Nous disposons d’un précédent très récent où des civils sont descendus dans la rue de manière organisée pour dire « ça suffit ». Si 2019 semble, à certains égards, remonter à une éternité, il ne s’agit pourtant que de quatre ans. Ce n’est pas de l’histoire ancienne.

Sur le long terme, les États-Unis sont aussi investis dans la stabilisation du Soudan en raison de ce que celle-ci signifierait pour cette région qui a vraiment lutté pour établir des démocraties fonctionnelles, et de ce que cela signifierait également pour la politique internationale.
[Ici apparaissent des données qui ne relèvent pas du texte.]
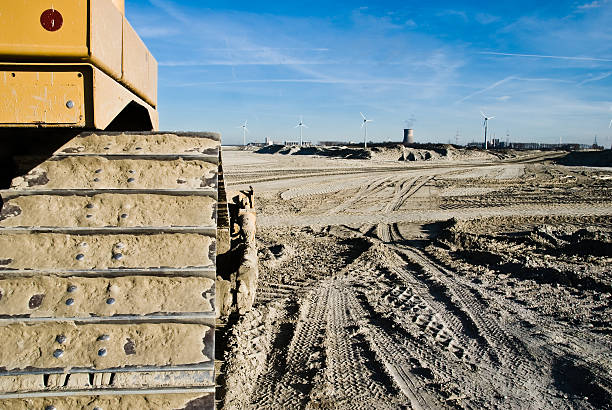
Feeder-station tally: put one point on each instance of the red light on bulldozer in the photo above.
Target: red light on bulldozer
(51, 20)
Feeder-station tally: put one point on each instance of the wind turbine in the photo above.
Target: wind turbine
(301, 126)
(244, 131)
(486, 125)
(364, 125)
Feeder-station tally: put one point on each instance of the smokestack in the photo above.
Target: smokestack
(408, 136)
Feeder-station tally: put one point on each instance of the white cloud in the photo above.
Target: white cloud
(596, 78)
(484, 18)
(578, 58)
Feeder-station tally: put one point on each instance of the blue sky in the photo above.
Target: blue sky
(544, 68)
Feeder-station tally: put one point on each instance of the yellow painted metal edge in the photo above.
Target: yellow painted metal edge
(111, 96)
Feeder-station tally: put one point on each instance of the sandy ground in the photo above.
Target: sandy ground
(470, 282)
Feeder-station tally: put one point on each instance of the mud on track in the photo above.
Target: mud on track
(370, 297)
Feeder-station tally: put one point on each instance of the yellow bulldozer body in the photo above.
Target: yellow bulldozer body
(73, 63)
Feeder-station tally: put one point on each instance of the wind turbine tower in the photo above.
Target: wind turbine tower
(364, 125)
(244, 131)
(486, 125)
(301, 125)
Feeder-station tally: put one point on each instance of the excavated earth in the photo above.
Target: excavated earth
(477, 281)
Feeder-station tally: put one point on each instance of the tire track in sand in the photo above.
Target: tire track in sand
(290, 380)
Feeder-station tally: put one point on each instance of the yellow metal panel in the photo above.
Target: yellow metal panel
(22, 34)
(110, 98)
(33, 97)
(139, 66)
(106, 32)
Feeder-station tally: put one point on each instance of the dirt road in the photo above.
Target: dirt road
(370, 295)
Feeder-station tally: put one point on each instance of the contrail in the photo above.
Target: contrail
(545, 56)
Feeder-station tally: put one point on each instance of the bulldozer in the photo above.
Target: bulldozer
(110, 230)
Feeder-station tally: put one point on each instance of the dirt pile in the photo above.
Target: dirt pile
(397, 152)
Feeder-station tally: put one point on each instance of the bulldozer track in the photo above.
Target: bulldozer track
(279, 386)
(396, 360)
(108, 253)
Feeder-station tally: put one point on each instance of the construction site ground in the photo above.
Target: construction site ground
(478, 281)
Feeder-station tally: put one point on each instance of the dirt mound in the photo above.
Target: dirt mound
(587, 159)
(554, 254)
(335, 152)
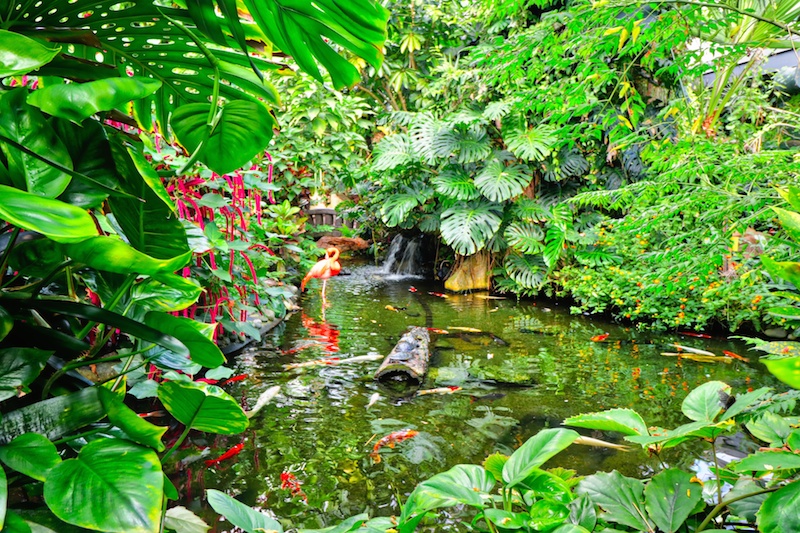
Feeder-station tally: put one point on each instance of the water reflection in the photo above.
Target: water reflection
(523, 366)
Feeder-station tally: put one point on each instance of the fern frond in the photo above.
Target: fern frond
(533, 144)
(454, 181)
(527, 270)
(467, 227)
(392, 151)
(499, 183)
(525, 237)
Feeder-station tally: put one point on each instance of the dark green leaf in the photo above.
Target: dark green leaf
(20, 55)
(19, 367)
(670, 497)
(112, 486)
(535, 452)
(203, 407)
(125, 418)
(59, 221)
(240, 515)
(203, 350)
(620, 497)
(79, 101)
(31, 454)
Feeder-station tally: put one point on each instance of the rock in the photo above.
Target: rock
(344, 244)
(470, 273)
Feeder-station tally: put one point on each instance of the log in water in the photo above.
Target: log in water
(408, 361)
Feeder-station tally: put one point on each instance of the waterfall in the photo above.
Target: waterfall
(403, 257)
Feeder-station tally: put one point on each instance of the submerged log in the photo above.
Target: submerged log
(408, 361)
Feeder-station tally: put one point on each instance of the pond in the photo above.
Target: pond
(522, 366)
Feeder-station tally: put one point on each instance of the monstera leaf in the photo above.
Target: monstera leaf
(467, 227)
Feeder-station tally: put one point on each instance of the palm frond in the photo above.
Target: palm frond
(525, 237)
(393, 151)
(467, 226)
(455, 182)
(499, 183)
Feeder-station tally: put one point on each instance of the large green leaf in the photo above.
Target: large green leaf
(79, 101)
(703, 403)
(31, 454)
(300, 29)
(111, 254)
(148, 219)
(625, 421)
(670, 497)
(462, 484)
(467, 227)
(535, 452)
(89, 149)
(112, 486)
(620, 498)
(18, 368)
(137, 428)
(203, 407)
(55, 417)
(240, 131)
(499, 183)
(240, 515)
(27, 126)
(20, 55)
(52, 218)
(203, 350)
(779, 513)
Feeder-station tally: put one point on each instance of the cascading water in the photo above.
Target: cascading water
(403, 257)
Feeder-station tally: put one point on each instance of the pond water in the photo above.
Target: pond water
(531, 365)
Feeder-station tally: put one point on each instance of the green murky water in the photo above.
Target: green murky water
(533, 365)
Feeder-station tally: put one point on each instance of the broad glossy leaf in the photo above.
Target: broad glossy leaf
(625, 421)
(203, 350)
(506, 519)
(786, 369)
(20, 55)
(27, 126)
(203, 407)
(6, 323)
(79, 101)
(620, 497)
(111, 254)
(98, 314)
(125, 418)
(112, 486)
(31, 454)
(240, 514)
(535, 452)
(240, 132)
(19, 367)
(462, 484)
(703, 403)
(55, 417)
(182, 520)
(90, 151)
(670, 497)
(300, 29)
(779, 513)
(59, 221)
(767, 461)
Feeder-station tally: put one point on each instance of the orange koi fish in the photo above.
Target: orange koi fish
(390, 440)
(736, 356)
(227, 455)
(441, 390)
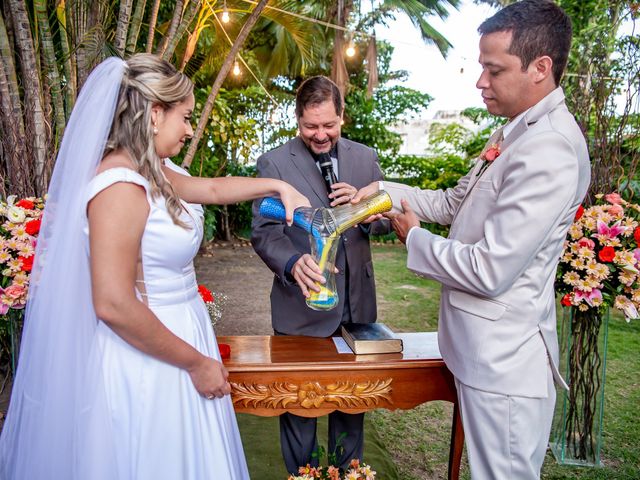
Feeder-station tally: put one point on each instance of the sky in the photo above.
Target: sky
(450, 81)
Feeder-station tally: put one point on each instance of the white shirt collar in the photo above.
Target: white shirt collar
(511, 125)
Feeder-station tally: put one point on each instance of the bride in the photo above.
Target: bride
(119, 374)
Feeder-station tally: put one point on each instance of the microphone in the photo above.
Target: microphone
(326, 168)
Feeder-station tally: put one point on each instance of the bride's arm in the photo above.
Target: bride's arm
(226, 190)
(117, 218)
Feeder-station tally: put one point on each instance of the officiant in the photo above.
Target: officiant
(329, 170)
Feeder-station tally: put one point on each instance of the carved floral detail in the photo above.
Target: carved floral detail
(311, 395)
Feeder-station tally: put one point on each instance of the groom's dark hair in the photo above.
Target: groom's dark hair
(538, 27)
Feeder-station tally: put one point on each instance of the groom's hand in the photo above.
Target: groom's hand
(403, 222)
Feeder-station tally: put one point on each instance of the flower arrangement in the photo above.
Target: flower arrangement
(214, 306)
(18, 232)
(19, 227)
(600, 264)
(599, 269)
(356, 471)
(214, 303)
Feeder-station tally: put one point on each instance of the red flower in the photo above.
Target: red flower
(225, 350)
(27, 263)
(32, 227)
(607, 254)
(205, 293)
(26, 204)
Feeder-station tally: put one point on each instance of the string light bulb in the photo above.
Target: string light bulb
(351, 50)
(225, 13)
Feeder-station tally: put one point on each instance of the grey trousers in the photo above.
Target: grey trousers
(298, 439)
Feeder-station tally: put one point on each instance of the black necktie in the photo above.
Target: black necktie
(326, 169)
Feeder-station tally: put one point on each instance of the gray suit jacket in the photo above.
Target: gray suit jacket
(497, 326)
(276, 243)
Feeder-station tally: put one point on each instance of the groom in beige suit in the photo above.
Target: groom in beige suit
(509, 218)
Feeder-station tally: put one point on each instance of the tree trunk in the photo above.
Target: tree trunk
(187, 19)
(152, 25)
(134, 28)
(175, 21)
(68, 60)
(12, 125)
(222, 74)
(51, 66)
(36, 131)
(124, 17)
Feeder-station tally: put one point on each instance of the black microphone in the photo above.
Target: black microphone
(326, 168)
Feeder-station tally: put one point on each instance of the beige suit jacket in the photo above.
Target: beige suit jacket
(497, 325)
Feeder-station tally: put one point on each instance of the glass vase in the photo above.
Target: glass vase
(324, 251)
(576, 433)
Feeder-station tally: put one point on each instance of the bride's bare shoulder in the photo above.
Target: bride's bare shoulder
(115, 159)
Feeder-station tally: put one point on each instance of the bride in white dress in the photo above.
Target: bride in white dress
(119, 374)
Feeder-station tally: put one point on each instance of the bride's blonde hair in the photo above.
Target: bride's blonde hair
(148, 81)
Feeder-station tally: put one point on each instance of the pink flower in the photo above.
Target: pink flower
(613, 198)
(14, 291)
(587, 296)
(616, 210)
(491, 153)
(587, 242)
(608, 233)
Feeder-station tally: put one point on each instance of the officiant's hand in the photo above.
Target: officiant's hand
(307, 274)
(342, 193)
(403, 222)
(210, 378)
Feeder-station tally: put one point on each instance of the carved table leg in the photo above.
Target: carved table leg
(457, 442)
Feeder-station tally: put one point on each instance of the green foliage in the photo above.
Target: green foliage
(369, 119)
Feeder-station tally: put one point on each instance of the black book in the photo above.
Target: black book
(370, 338)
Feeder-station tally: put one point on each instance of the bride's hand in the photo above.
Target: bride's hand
(210, 378)
(292, 199)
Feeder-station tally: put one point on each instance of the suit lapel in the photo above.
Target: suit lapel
(302, 160)
(543, 107)
(345, 165)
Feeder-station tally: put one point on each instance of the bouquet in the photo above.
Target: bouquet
(600, 264)
(214, 306)
(19, 227)
(214, 303)
(18, 232)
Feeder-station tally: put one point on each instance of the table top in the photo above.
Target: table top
(291, 353)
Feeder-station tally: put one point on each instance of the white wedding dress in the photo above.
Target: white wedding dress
(161, 426)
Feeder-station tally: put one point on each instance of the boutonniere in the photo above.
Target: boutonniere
(488, 156)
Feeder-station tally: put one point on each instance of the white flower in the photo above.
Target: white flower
(16, 214)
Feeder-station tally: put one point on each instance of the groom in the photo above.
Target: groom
(509, 217)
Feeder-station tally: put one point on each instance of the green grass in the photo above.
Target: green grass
(418, 439)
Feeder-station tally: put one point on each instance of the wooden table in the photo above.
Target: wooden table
(306, 376)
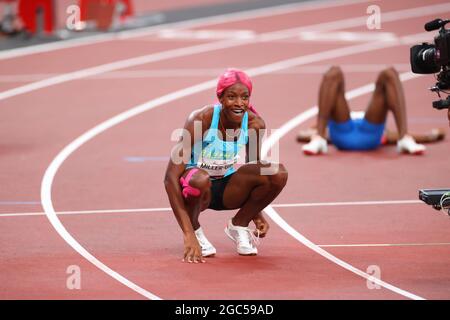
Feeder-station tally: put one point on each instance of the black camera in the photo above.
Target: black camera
(437, 198)
(428, 58)
(435, 58)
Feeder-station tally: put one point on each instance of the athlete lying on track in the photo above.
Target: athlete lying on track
(364, 133)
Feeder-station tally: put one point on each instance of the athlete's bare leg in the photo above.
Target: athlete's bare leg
(252, 192)
(332, 102)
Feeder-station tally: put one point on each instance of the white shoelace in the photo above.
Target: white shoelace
(243, 236)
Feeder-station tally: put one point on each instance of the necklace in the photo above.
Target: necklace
(236, 132)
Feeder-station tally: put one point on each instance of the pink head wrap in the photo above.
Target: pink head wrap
(232, 76)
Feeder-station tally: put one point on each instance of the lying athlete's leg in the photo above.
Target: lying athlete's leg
(332, 102)
(195, 204)
(388, 96)
(433, 135)
(252, 192)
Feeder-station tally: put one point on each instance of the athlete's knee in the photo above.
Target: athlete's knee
(388, 74)
(334, 74)
(279, 179)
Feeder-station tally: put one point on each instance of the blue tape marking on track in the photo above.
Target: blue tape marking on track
(143, 159)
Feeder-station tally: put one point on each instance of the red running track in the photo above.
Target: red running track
(409, 242)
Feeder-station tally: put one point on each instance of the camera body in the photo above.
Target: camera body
(428, 58)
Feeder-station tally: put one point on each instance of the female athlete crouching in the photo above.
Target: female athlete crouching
(209, 179)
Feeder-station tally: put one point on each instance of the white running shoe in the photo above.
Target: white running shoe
(316, 146)
(244, 238)
(407, 144)
(207, 248)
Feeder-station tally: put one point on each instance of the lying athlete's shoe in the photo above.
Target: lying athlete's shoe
(316, 146)
(244, 238)
(407, 144)
(207, 248)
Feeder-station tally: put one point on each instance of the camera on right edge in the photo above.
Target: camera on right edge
(429, 58)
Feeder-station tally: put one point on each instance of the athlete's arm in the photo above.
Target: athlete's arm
(257, 128)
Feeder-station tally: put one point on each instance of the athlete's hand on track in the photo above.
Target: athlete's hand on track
(192, 250)
(262, 225)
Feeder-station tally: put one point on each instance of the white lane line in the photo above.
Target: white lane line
(204, 72)
(180, 52)
(270, 211)
(47, 181)
(368, 245)
(352, 203)
(279, 205)
(141, 32)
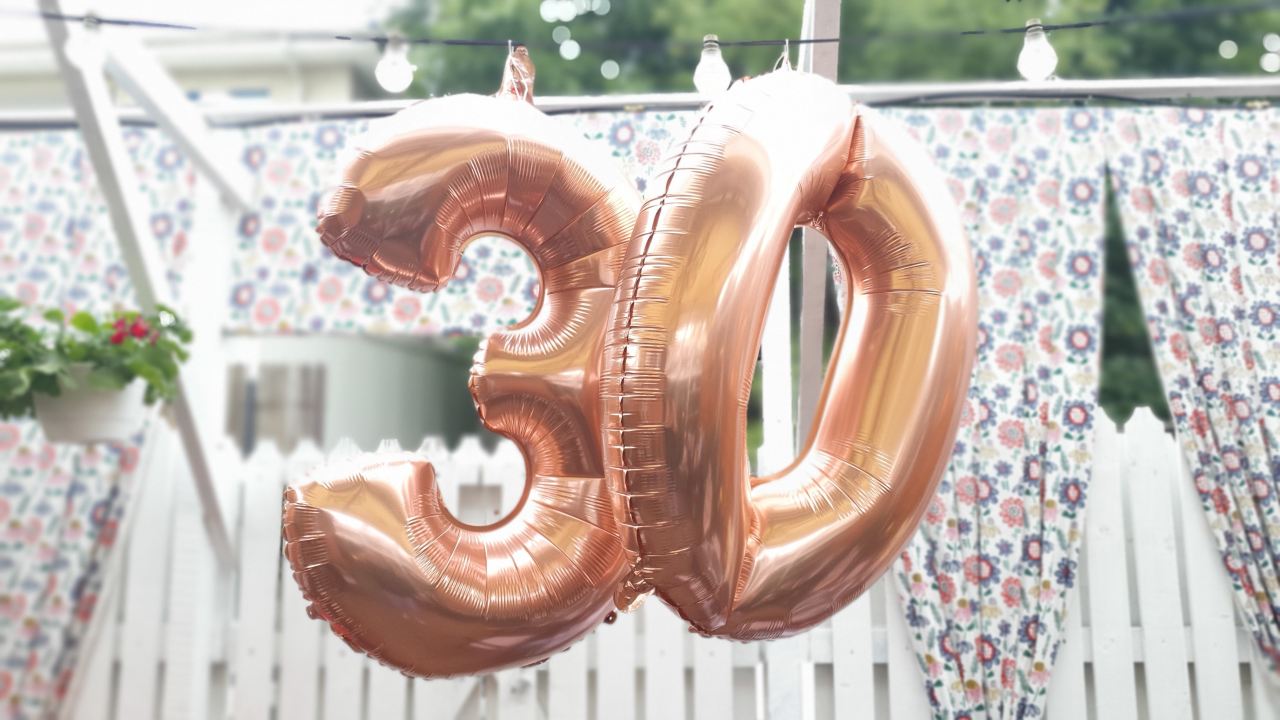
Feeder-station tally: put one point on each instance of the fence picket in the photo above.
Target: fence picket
(1210, 609)
(1114, 680)
(616, 668)
(300, 634)
(144, 595)
(566, 686)
(663, 662)
(187, 639)
(320, 677)
(853, 671)
(1066, 692)
(259, 583)
(1148, 468)
(713, 678)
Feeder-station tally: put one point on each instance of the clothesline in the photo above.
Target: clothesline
(1148, 90)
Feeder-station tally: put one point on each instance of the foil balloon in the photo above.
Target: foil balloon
(370, 542)
(759, 557)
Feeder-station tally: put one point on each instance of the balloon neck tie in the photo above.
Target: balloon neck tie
(785, 58)
(517, 77)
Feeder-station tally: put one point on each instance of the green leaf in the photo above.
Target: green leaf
(14, 383)
(49, 363)
(85, 323)
(108, 378)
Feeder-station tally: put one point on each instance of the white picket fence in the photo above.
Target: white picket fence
(1152, 632)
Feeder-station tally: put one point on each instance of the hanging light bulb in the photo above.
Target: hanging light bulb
(712, 76)
(394, 73)
(1037, 60)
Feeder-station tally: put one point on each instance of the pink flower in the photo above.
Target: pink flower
(9, 437)
(1011, 592)
(488, 288)
(1142, 200)
(936, 511)
(1008, 283)
(1004, 210)
(1013, 513)
(266, 311)
(329, 290)
(1009, 358)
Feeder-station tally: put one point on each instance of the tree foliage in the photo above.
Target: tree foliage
(657, 45)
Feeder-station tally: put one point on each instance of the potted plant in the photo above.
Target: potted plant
(88, 378)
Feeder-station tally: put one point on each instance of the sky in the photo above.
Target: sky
(292, 14)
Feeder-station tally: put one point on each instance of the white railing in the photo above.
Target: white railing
(1151, 634)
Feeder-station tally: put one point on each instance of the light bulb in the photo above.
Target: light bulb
(1037, 60)
(712, 76)
(394, 73)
Le Soudan et l’Ukraine font partie de la même histoire. La Russie a cherché à limiter l’impact des sanctions en accédant à l’or du Soudan, ce pays joue donc aussi un rôle clé dans la guerre en Ukraine.

Il existe également une diaspora soudanaise dans le monde entier. Il y a une importante communauté en Australie, en Arabie saoudite et même à Omaha, dans le Nebraska. Plus ces voix seront entendues, mieux ce sera.

Je pense qu’il reste aussi une lueur d’espoir aujourd’hui parce qu’il y a encore des organisations civiles au Soudan. Bien que ces deux hommes forts soient en guerre, la société civile au sein du pays n’est pas morte.

Les chrétiens peuvent-ils jouer un rôle dans la construction d’un Soudan meilleur, d’une société qui non seulement n’est pas en guerre contre elle-même, mais qui s’épanouit ?

Pour être tout à fait réaliste, je pense que les chrétiens peuvent jouer un rôle — de Christianity Today à tous les chrétiens qui prient, en passant par les Églises du Soudan et les organisations chrétiennes sur place — en n’acceptant pas que les choses se passent ainsi. Il faut mettre en lumière ce qui se passe, mais ne jamais accepter que les choses soient comme ça en Afrique.

Je crains que les grands médias ne présentent ce conflit à la manière d’un nouvel exemple de l’Afrique comme irrécupérable lieu de corruption et de chaos. En tant que croyants, nous ne sommes pas obligés d’accepter cela.